これらのゲームは準備と振り返り次第で学びが大きく変わります。実施目的を明確にして運営すると効果が高まります。
実務スキル向上系ゲーム
概要
思考力、意思決定、説明力、業務理解などを鍛えるためのゲームを紹介します。短時間で実務に直結した気づきを得られる点が特長です。目的に応じて難易度や時間を調整してください。
ロールプレイ
目的:顧客対応や面談、交渉力の向上。やり方:役割(顧客・担当者など)を割り当て、想定シナリオで演じます。時間は1回あたり5〜10分が目安。効果:説明の順序や言い換えの技術、非言語の使い方が学べます。注意点:心理的安全を保ち、批判ではなく建設的なフィードバックを行いましょう。
コンビニ経営ゲーム
目的:優先順位付け・数値判断を身につける。やり方:売上・在庫・人件費などを与え、短期間で運営の意思決定を繰り返します。効果:限られた資源での判断力が鍛えられます。注意点:ルールを簡潔にして、初心者でも参加できるようにすること。
NASAゲーム
目的:合意形成と優先順位の練習。やり方:宇宙船事故の想定で必要物資をランク付けし、個人→チームで答えを合わせます。効果:説明力と根拠提示、妥協の仕方が学べます。実施後の振り返りで理由の違いを丁寧に討議してください。
ビブリオバトル(短いプレゼン)
目的:限られた時間での説得力と要点整理。やり方:1人3〜5分でテーマを説明し、質疑応答と投票を行います。効果:伝える力と聞き手を意識した構成力が高まります。
実施のポイント
・目的を明確にしてルールを簡潔にする。時間配分を守る。・フィードバックは具体例を挙げて行う。・振り返りで学びを業務に結びつけると効果が定着します。
目的別おすすめ早見表
研修の目的に合わせて、手早く選べる早見表です。各項目におすすめのゲームと実施の目安、進行のポイントを載せます。
打ち解け・アイスブレイク
- おすすめ: バースデーライン、共通点探し、伝言ゲーム
- 特徴: 短時間で会話を促し緊張を和らげます。
- 目安: 参加者5〜30人、所要5〜15分、準備物はほぼ不要
- 進行のコツ: 司会が最初に模範を見せるとスムーズです。
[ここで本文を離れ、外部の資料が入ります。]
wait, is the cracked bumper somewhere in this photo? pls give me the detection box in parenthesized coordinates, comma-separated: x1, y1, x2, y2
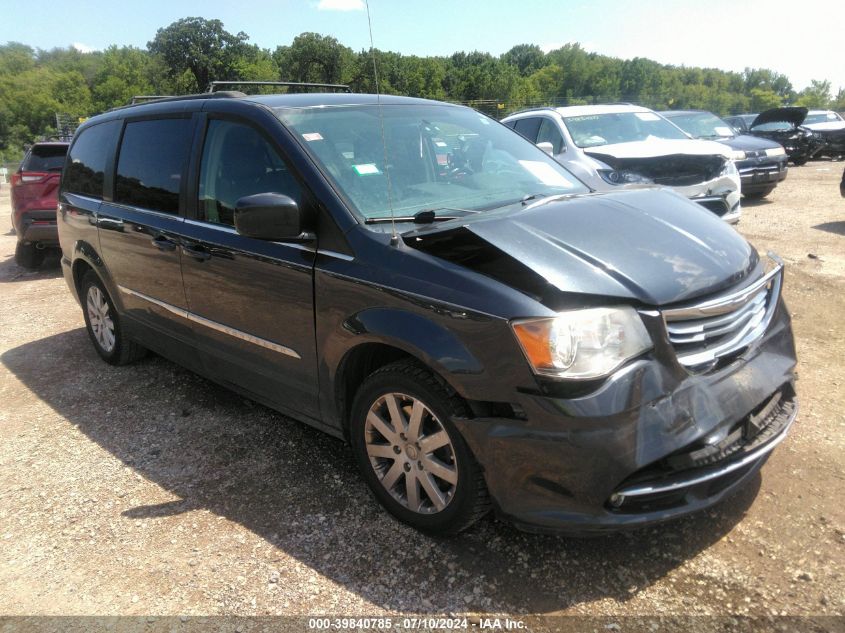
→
(453, 302, 796, 534)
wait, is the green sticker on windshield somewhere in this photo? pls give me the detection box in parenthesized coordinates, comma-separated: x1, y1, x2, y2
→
(354, 163, 381, 175)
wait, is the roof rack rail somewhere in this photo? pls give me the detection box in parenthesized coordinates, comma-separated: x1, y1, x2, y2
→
(206, 81, 352, 94)
(111, 91, 247, 112)
(130, 95, 175, 104)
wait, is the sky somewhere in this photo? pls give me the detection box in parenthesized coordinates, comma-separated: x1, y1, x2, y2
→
(2, 0, 844, 93)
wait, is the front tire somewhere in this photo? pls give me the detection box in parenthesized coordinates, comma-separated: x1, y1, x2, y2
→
(350, 360, 490, 535)
(80, 271, 146, 365)
(15, 242, 44, 269)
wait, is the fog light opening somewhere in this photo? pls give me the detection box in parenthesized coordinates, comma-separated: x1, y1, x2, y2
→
(609, 493, 625, 508)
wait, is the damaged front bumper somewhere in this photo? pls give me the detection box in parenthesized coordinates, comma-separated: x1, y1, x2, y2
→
(678, 174, 742, 224)
(453, 298, 796, 535)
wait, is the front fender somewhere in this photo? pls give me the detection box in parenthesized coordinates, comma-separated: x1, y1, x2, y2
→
(343, 307, 484, 376)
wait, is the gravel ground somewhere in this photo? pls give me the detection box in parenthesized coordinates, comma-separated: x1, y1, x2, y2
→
(0, 165, 843, 625)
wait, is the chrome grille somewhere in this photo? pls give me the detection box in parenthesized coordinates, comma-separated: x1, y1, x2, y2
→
(662, 257, 783, 371)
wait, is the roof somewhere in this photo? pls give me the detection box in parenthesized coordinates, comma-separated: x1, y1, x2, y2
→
(553, 104, 653, 117)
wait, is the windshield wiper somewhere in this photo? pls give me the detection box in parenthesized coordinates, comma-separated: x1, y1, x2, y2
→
(364, 207, 477, 225)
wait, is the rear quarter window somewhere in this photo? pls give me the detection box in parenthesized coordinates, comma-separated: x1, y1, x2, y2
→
(63, 121, 120, 198)
(115, 118, 193, 214)
(22, 145, 68, 172)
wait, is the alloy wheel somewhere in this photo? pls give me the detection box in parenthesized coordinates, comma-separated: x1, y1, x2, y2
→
(364, 392, 458, 514)
(86, 285, 116, 353)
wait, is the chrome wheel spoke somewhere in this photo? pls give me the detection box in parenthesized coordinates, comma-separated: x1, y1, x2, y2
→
(423, 456, 458, 485)
(367, 443, 398, 459)
(367, 411, 397, 443)
(385, 394, 406, 434)
(406, 399, 424, 441)
(419, 430, 450, 454)
(419, 472, 447, 511)
(405, 471, 421, 512)
(381, 460, 404, 490)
発言を促して全員が参加できる雰囲気を作ってください。
チームワーク向上
- おすすめ: ペーパータワー、脱出系ゲーム、ドミノ系
- 特徴: 役割分担や連携を体験させ、協働の課題を明確にします。
- 目安: 4〜20人(チームに分ける)、所要20〜60分、紙やテープ、タイマー等を用意
- 進行のコツ: タイムボックスを設定し、終了後に5〜10分の振り返りを行って学びを共有してください。
実務力(意思決定・優先順位・対応力)向上
- おすすめ: コンビニ経営ゲーム、NASAゲーム、ロールプレイ
- 特徴: 制約下での判断や顧客対応スキルを実践的に磨きます。
- 目安: 6〜30人、所要30〜90分、模擬データやシナリオ、付箋やホワイトボードがあると良い
- 進行のコツ: 実施後に具体的なフィードバックを行い、学んだ行動を職場でどう活かすかを話し合ってください。
発想力・創造性向上
- おすすめ: ブレインライティング、制約付き工作(制限時間や素材を限定)
- 特徴: 多様なアイデアを短時間で引き出します。
- 目安: 人数問わず、所要10〜40分、付箋や画用紙を用意
- 進行のコツ: アイデアの批判は避け、量を重視してから優先度を決める流れにしてください。
すばやい選び方の目安
目的→時間→人数→用意できる素材の順で検討してください。実施後の振り返り時間も忘れずに確保すると効果が高まります。
ゲーム選定時のポイント
1. まずは条件を確定する
参加人数、実施時間、会場(室内・屋外・オンライン)を先に決めます。例えば参加30人で60分・室内なら、短時間で回るグループワーク型を中心に候補を絞れます。条件が決まると準備物や進行が明確になります。
2. 目的に合わせて評価基準を作る
目的(チームビルディング・課題解決・スキル習得など)を明確にし、何をもって成功とするかを決めます。たとえば「コミュニケーション活性化」が目的なら、発言回数やアイデア数を観察します。
3. 難易度と安全性を調整する
参加者の年齢や体力、関係性に応じて難易度を調整します。身体を使うゲームは安全確保や保険の確認を忘れないでください。
4. オンライン開催の工夫
画面共有やブレイクアウトルーム、チャット活用を計画します。移動や道具が不要なゲームを選ぶとトラブルが減ります。
5. 振り返り(デブリーフ)を必ず入れる
ゲーム後に少なくとも10〜15分の振り返り時間を確保し、「仕事の場面でどう活かせるか」を参加者に言語化させます。具体例を引き出すと学びが定着します。
6. 予備プランと時間配分
予定より長引くことを想定して予備の短縮版を用意します。進行役の台本やタイムキーパーを決めておくと運営が安定します。
7. 準備チェックリスト(最低限)
・参加人数とグループ分け方法
・必要道具と予備品
・進行台本と時間配分
・安全対策・禁止事項
・振り返りの問い(導入例を3つ用意)
これらを基に候補を絞ると失敗が少なくなり、研修効果が高まります。